Famed for its regional Italian food, the popular trattoria will delve deeper into the varied cuisine, produce and techniques that span the country. During chosen months across the year (February, June and October), Bocca di Lupo will overhaul its set menus to offer a variety of dishes that celebrate the region.
On Sundays throughout the month, the private dining room will be opened up to all and transformed into a convivial feasting den, with the region’s tasting menu, banquet-style sharing tables, and informed guides to the food and wine of the region.
Kicking off the regional series for the month of February, it will be ski season at Bocca di Lupo, as Jacob Kenedy and his talented team launch the Valtellina Ski Menu.

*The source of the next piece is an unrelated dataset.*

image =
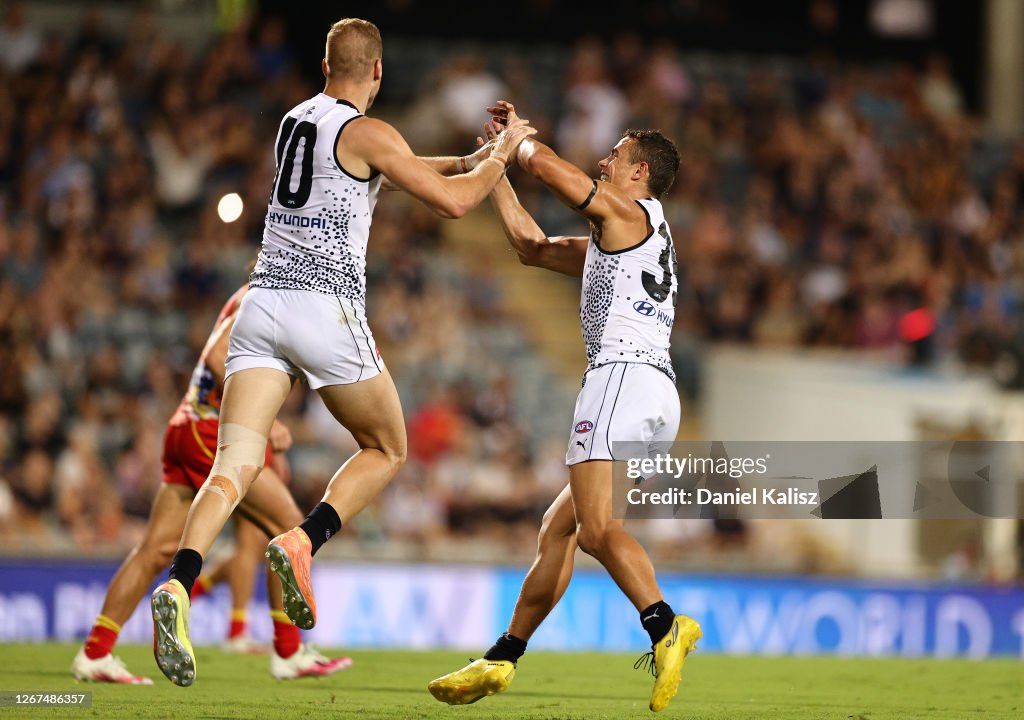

Curated with his staff who have personal links to Lombardy, and having learned to ski in Valtellina himself, Jacob’s menu takes inspiration from the hearty, rich and indulgent foods served on the Lombardy slopes. Perfect for the winter months and typical of the mountainous area, salty beef of Bresola Valtellinese will be served with caprino (fresh goats cheese) and oil to start, followed by Pizzoccheri (buckwheat flat noodles) with butter, bitto cheese, cabbage, sage and potato.
Integral to any menu served in Lombardy, Jacob has created an authentic, comforting stew; dwarf deer marinated and stewed in red wine, spices and a touch of chocolate. To finish, a typically boozy dessert douses buckwheat, wild blueberry and ricotta layer cake in barrel- aged Muscat grappa.